(This article contains major spoilers for “Zack Snyder’s Justice League”)
The plot of “Zack Snyder’s Justice League” is pretty much the same as it was in Joss Whedon’s cut released theatrically back in 2017. There are differences in how they go about things, and of course the Snyder Cut is twice as long as Whedon’s. But the overall arcs go to the same places.
Perhaps the detail that was changed the most was the whole deal with the villains. In the theatrical “Justice League,” Steppenwolf is just a generic big boss guy who’s just trying to dominate the world because he likes doing things like that. But in “Zack Snyder’s Justice League,” he’s doing it to try to get back into the good graces of the biggest bad in the universe, Darkseid.
Darkseid had attacked Earth in the distant past, back before the Atlanteans lived under the ocean. All the people of Earth, including a Green Lantern, fought off Darkseid in an epic battle that we see quite a bit more of than we did in the theatrical cut. In that version, Steppenwolf was the one doing the invading, but here it’s Darkseid instead.
Darkseid attacked Earth because he wanted something that could only be found there: The Anti-Life Equation. We actually see it during the battle — it’s the elaborate formation of molten earth underneath where Darkseid’s spaceship lands.
The rest of the story with Darkseid in “Zack Snyder’s Justice League” doesn’t really make much sense. After he was defeated back in the ancient past, he flew off back into space and apparently forgot all about Earth, spending the next several thousand years trying to find the location of the Anti-Life Equation, something he already found. Until Steppenwolf shows up, tries to conquer Earth, learns that the Anti-Life Equation is there, and reports back to his old boss in hopes of redeeming himself.
Let’s not worry about the particulars of what happened with Darkseid that made him just not know about a place he had already visited. There’s nothing in the movies or comics that explains what that’s all about, so we can’t worry about it too much right now.
Instead, let’s talk about that other thing, the Anti-Life Equation. “Zack Snyder’s Justice League” doesn’t bother to provide any information whatsoever about the Anti-Life Equation, but fortunately the comics give us plenty to fall back on.
Being what amounts to a cosmic fascist, Darkseid wants to bring the entire universe under his control, and that’s why he’s obsessed with finding the Anti-Life Equation.
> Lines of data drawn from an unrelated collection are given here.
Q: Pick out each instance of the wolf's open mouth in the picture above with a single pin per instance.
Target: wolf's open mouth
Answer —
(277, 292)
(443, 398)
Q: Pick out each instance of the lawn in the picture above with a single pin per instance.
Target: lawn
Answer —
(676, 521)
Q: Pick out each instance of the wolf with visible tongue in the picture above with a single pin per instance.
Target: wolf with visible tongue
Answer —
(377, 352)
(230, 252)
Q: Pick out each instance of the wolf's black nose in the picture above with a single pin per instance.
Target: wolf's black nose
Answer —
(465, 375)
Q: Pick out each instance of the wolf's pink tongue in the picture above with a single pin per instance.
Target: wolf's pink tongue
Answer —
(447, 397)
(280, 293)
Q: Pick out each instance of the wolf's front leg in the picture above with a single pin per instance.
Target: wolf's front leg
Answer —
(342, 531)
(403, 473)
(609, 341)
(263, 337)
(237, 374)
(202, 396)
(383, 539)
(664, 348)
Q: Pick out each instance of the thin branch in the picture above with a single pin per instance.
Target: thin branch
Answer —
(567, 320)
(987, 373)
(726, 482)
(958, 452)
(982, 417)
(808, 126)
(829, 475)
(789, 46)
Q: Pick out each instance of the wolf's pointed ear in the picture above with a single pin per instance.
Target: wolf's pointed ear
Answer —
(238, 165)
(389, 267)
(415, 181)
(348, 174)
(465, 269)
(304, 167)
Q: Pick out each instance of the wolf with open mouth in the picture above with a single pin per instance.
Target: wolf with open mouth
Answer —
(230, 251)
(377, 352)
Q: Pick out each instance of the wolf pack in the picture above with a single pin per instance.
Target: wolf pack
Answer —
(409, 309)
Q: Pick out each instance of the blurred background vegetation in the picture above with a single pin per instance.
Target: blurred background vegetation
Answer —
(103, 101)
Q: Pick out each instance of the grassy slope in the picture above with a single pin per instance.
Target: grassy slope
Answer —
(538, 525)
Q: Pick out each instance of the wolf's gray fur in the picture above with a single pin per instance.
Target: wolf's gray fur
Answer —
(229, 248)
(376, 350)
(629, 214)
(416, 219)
According to DC Comics lore, Darkseid first became aware of it 300 years in the past, when he learned about the Martian philosophy of free will, which they expressed as the “Life Equation.” Darkseid extrapolated that the opposite must also be provable, and ever since has attempted to discover it.
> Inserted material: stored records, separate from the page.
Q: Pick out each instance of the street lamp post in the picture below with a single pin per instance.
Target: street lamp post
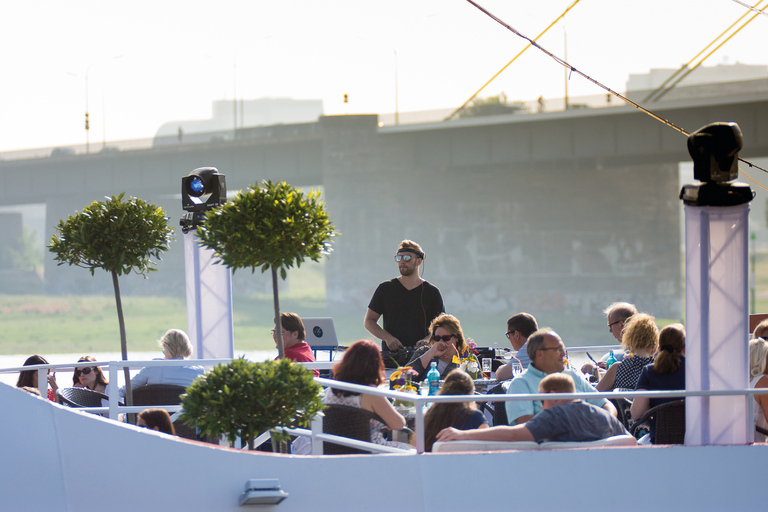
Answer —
(87, 115)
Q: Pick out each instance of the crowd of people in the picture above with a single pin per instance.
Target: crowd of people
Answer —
(413, 318)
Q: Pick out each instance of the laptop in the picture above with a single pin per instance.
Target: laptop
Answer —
(319, 332)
Created by the legendary Jack Kirby in 1971, the Anti-Life Equation “proves,” mathematically, that freedom is a lie, hope doesn’t exist, and life itself is pointless. Essentially, it works like a mental computer virus: Whoever knows it can speak it directly into the minds of any sentient being, shattering their free will and sense of self and enslaving them.
Basically, it’s a formula for mind control of any being in the universe.
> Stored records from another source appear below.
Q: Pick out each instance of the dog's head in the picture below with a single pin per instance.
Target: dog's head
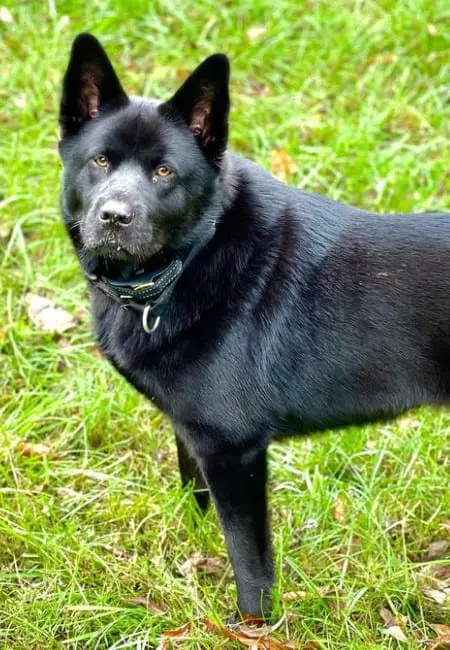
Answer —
(139, 175)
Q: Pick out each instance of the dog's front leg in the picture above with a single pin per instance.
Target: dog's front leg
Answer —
(190, 473)
(237, 481)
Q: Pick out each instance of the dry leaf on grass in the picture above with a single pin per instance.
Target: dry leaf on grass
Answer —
(47, 316)
(293, 596)
(35, 450)
(393, 625)
(437, 595)
(150, 605)
(254, 637)
(437, 549)
(442, 640)
(338, 510)
(179, 633)
(198, 563)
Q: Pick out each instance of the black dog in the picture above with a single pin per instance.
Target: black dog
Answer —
(243, 308)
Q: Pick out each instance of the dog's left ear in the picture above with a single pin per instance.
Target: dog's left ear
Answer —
(203, 103)
(90, 85)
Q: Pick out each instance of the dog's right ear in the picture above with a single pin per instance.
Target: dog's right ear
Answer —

As explained in the 5th issue of Kirby’s “Forever People,” the name comes from the fact that it’s “the very opposite of living! If someone possesses absolute control over you — you’re not really alive.”
This was further summed up in the 2005 miniseries “Seven Soldiers: Mister Miracle,” by Grant Morrison, which describes the Anti-Life Equation as a literal formula. Below you can see that formula, recited by Mr. Miracle as he tries to resist its control.
In recent years, DC Comics has added some additional powers to the Anti-Life Equation, including the ability to bring the dead back to life, and its apparent existence as an independent, sentient being. But it remains primarily a means of controlling the universe for whomever can learn of it.
Incidentally, it also has connections to some of the bigger crossover events DC has done — including 2009’s “Final Crisis,” in which Darkseid finally learned it and almost destroyed the universe. But in current continuity, Darkseid is still looking for it. Sorry big guy.
Darkseid’s quest for the Anti-life Equation was originally part of Snyder’s plan for the future of at least his DCEU movies. “Justice League” was originally planned as a two-parter, but that didn’t work out — at some point after “Batman v Superman,” Warner Bros just kinda stopped talking about the second one. And, obviously, it never happened.
At the end of “Zack Snyder’s Justice League” Darkseid mentions they’re gonna have to use “the old ways” of travel to get to Earth after Steppenwolf was killed by Aquaman and Wonder Woman. Presumably the second “Justice League” movie would have been about that fight, or move us toward it at least.
But it’s not likely we’ll ever find out how this would have played it.